"Things I Wish I'd Known: Cancer Caregivers Speak Out" isn't a fun book to read, but it is a book that almost everyone should read.
As Rosalynn Carter, wife of former President Jimmy Carter, once said, "There are only four kinds of people in this world: Those who have been caregivers, those who are currently caregivers, those who will be caregivers, and those who will need caregivers."
In "Things I Wish I'd Known," cancer survivor and American Cancer Society volunteer Deborah Cornwall shares the wisdom she gained from her experiences and 86 interviews with caregivers.
She points out that an estimated 75 percent of American households will at some point provide care for a relative or friend with cancer.
Cornwall's book offers a road map from diagnosis through whatever fate awaits the cancer patient, whether it's a cure, remission, long-term management of the disease or death.
She notes that while getting a cancer diagnosis can be a life-altering event for everyone involved, getting the proper diagnosis can sometimes be a long, difficult process.
Cornwall tells of many caregivers who had to keep pushing to find out what was wrong with a loved one.
Over and over in her book, caregivers are given advice on how to carry out one of their most important roles — being an advocate for the patient.
Part of that job is absorbing information from the medical team treating the patient, although most caregivers will end up doing quite a bit of research on their own.
Cornwall lists reputable Internet sites to find information on cancer, from basic explanations of medical terms to finding and enrolling in a clinical trial for a potential cancer treatment.
She recommends that caretakers prepare questions in advance and bring notebooks or tape recorders to appointments with doctors, since most people can't memorize all the information they hear.
They can also take advantage of the services of hospital-based patient navigators and social workers, who help patients and caregivers through the health care system and cancer journey.
When it comes to choosing to receive care at a community hospital versus a major cancer center, caregivers interviewed by Cornwall almost always recommended choosing a major cancer center.
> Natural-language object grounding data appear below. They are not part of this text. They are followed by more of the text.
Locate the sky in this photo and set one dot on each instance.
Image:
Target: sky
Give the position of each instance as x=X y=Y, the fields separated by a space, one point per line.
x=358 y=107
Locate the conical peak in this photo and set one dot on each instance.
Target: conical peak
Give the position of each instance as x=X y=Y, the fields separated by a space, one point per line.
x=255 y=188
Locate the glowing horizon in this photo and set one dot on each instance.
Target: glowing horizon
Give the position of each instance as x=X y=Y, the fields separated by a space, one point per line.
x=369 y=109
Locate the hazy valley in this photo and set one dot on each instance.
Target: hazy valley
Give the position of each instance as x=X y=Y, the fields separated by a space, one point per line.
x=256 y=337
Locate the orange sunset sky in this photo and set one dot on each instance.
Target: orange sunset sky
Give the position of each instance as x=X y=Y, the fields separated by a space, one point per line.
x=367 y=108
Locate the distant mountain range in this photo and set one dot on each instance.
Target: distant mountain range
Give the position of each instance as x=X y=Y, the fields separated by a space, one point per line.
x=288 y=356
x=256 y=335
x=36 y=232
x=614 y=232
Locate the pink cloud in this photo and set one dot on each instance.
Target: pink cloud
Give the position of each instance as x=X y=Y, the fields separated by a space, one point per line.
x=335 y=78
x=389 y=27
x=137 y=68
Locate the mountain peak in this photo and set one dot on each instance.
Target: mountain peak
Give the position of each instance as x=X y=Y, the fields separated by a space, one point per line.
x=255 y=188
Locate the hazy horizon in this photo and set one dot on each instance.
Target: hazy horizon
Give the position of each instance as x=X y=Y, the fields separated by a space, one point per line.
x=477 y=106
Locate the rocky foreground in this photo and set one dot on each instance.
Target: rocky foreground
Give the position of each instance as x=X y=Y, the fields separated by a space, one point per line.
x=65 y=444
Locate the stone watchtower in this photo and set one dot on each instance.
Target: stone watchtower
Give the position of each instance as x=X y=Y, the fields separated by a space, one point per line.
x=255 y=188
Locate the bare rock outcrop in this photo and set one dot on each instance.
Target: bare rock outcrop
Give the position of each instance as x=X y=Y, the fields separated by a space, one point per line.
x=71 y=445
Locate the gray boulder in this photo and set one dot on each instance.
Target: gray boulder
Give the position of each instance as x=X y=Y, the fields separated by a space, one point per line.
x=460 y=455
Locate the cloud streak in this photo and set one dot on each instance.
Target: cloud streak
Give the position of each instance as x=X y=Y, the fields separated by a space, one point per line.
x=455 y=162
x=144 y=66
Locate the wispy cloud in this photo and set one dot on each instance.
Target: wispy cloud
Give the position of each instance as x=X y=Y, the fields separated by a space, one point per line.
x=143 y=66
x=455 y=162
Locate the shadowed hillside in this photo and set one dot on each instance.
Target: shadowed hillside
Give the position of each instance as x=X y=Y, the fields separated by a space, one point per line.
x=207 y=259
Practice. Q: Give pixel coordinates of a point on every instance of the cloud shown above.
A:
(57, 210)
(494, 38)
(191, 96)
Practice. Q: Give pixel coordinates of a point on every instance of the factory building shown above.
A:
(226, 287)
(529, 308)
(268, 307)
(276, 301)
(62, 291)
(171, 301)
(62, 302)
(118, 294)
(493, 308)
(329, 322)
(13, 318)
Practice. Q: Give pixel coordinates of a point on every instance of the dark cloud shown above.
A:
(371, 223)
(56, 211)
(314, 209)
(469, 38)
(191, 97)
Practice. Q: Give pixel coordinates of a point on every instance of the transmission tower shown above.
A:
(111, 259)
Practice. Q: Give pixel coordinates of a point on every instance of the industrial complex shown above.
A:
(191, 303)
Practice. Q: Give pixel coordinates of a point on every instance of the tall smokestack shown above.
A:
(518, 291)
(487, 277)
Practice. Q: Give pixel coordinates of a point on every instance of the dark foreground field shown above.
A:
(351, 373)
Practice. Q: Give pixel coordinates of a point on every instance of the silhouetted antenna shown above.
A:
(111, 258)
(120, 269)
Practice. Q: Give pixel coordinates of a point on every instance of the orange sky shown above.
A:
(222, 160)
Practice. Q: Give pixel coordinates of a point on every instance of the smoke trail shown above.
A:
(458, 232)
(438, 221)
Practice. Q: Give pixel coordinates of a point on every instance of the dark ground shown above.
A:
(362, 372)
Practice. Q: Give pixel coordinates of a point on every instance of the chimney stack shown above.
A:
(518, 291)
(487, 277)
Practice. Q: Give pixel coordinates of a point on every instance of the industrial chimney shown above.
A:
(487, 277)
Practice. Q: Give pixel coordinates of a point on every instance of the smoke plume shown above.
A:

After a person is diagnosed with cancer, many people offer to help, but that actually can create a new burden on caregivers when people don't say specifically what they would like to do. Caregivers can create lists of things that need to be done, then enlist another person in signing up volunteers for the tasks.
One caregiver left a cooler with ice on her front porch so that well-wishers could drop off meals. That way, she didn't have to coordinate meal drop-off times with them.
"Things I Wish I'd Known" also includes chapters on managing financial and legal issues, children and cancer, managing caregiver emotions and health, the dying process and cancer's aftermath.
Caregivers who lost loved ones often felt adrift and unfocused once they were no longer engaged in the war against cancer. Many found new direction as volunteers with cancer nonprofit groups.
All said that caregiving had enriched their lives and that they felt stronger, wiser and more self-confident, no matter what the outcome had been for their loved ones.